Your Thursday Moment of Words Fail Me

So to paraphrase Cary Grant in Bringing Up Baby -- I just went *FOLKIE* all of a sudden!

Seriously, after listening to my chum Peter Spencer's splendid new album (as discussed yesterday) I remembered an obscure folk thingie by a 60s guy named Jackson C. Frank that I originally wrote about in back in 2009. And I decided to revisit it.

And what I stumbled across in the process is an amazing cover version by a young woman from the UK -- previously unknown to me -- named Janileigh Cohen. Who I think may have a future in the music field.



I'm still not sure whether this is a great song or merely a maudlin one in an interestingly period way, but I think we can all agree that the above is a pretty spine-tingling performance.

8 comments:

Anonymous said...

Check out a few of her other videos also, she's very good with a sweet engaging voice but zero charisma.

Captain Al

pete said...

I knew the song, and had filed it away in my memory as one of those mid-'60s exercises in teenage world-weariness from a songwriter who had grown up with "The Fireside Book of Folk Songs" on the piano, as I did. The girl I dismissed as another pretty girl/pretty voice act, listened to it once, then went about my business. At the end of the afternoon I realized that I had been humming the tune, using her phrasing, all day. But it wasn't a standard-issue earworm. It was more about her interpretation, subtle, intelligent, and emotionally dead-on. I can't remember the last time I had been so thoroughly convinced by a performer after the fact.

steve simels said...

Ditto.

On some level, she's got it.

Anonymous said...

The kid needs to lighten up. Nice voice. But only a small cut above your typical adolescent, somber sob sisters. Still, this may be the best version of that song I've ever heard. That microphone makes magic in her bedroom. And the light bulb perpetually swaying in the background is hypnotic and supernatural. I like that.

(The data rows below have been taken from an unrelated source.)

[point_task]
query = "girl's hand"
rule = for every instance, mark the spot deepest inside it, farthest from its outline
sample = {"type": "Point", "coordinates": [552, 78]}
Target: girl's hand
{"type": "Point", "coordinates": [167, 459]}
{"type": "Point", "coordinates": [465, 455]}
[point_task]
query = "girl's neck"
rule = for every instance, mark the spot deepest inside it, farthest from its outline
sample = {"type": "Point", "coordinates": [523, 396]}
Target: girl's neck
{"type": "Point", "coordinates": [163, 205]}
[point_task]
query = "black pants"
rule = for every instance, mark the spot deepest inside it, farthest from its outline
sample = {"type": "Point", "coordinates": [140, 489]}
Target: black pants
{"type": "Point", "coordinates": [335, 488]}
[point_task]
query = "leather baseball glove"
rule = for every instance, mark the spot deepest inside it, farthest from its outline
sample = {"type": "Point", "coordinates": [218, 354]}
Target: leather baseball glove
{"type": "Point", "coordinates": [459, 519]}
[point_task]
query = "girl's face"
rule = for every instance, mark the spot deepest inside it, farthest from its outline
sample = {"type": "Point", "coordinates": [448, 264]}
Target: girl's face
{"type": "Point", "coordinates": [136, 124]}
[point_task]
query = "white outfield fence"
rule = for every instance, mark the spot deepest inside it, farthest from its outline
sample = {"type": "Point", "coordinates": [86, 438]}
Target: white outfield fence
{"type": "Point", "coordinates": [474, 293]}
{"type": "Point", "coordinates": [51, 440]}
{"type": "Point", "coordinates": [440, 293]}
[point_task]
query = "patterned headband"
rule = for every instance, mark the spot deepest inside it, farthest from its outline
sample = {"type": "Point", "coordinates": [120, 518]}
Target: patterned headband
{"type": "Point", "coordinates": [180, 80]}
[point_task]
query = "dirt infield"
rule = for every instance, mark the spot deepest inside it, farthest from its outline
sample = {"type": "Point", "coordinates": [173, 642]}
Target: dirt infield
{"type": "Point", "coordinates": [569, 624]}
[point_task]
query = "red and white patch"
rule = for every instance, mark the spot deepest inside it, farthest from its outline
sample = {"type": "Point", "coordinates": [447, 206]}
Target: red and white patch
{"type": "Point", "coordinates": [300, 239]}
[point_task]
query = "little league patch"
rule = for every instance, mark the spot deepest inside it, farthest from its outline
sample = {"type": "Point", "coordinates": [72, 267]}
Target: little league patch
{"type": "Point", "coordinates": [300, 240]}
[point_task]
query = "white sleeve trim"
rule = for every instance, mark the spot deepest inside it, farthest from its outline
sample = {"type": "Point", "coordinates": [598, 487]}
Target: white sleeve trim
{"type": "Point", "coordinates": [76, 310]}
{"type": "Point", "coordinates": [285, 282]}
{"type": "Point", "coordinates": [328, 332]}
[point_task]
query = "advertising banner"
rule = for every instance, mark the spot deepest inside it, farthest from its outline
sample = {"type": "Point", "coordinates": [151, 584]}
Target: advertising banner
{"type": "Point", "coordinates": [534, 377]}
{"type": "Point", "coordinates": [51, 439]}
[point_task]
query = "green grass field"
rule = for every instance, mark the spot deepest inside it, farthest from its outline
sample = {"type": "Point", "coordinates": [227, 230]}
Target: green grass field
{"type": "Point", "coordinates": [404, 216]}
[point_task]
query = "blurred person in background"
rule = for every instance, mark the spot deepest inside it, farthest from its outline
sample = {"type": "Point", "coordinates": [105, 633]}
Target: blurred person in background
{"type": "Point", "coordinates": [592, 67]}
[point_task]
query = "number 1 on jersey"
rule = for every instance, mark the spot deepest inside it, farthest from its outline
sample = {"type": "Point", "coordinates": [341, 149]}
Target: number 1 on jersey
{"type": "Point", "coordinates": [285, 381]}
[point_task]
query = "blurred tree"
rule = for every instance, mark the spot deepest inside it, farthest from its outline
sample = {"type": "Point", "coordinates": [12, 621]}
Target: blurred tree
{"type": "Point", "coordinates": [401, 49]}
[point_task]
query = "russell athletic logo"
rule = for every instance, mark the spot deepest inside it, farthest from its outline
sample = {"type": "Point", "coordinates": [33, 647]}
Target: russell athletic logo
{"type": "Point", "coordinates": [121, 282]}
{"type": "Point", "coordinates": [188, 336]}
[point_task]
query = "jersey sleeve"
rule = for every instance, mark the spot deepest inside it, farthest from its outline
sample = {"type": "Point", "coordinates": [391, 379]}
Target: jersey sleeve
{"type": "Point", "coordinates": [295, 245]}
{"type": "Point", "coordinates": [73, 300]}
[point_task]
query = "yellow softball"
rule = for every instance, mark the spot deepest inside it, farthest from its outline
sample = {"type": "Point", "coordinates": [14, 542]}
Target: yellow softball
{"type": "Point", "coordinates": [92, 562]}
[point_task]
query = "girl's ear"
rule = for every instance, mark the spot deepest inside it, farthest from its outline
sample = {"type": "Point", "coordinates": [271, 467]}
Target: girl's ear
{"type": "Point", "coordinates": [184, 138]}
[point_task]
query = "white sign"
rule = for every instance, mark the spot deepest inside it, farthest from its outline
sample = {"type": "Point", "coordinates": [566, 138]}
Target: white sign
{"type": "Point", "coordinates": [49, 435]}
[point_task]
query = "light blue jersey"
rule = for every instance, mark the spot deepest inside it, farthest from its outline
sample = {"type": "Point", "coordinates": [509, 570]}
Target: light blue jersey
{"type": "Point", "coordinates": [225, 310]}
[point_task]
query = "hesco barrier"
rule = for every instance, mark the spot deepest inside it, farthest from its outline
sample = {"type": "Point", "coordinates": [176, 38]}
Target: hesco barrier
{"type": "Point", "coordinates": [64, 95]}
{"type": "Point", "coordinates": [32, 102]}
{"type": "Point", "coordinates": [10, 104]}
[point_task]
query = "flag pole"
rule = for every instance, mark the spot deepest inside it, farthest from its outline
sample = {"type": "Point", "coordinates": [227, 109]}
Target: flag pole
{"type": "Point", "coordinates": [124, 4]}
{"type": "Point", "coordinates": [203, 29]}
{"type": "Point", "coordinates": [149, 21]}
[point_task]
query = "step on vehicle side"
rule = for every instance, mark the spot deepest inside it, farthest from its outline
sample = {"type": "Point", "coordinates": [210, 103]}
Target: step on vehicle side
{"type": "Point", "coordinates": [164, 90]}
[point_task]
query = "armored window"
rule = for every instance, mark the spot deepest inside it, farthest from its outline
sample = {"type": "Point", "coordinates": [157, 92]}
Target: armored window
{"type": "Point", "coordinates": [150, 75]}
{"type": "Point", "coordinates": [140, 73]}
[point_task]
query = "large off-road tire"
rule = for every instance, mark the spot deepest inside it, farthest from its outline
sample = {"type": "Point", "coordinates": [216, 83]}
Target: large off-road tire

Got a Jackson Frank story but it's best not told. R.I.P. and all that, you know.

Sure is weird how so many people have come late to his table. I had an older girlfriend who was a coffee house folkie, beatnik holdover. A flaky mentor, if you will. I emulated her long straight hair and other fashion sense when I was younger. She was pretty cool. I called her Diane the Dilettante, which kinda annoyed her ... much to my delight. Her parents were rich fucks and she was always going to Europe. She had that Jackson C. Frank album and a bunch of other rare records from Europe.

VR

P.S. your buddy totally ripped off Girl From the North Country.

Anonymous said...

Talk about hypnotic and supernatural!

Anonymous said...

And once again the Resident Narcissist makes it all about her.

danny1959 said...

Oh look, it's another dreary Vicky story to scroll past.

Jim G said...

Heard this first through Simon and Garfunkel on the boxed set. Always liked it. This is a very nice cover. She's got a good voice and knows how to use it, as they say.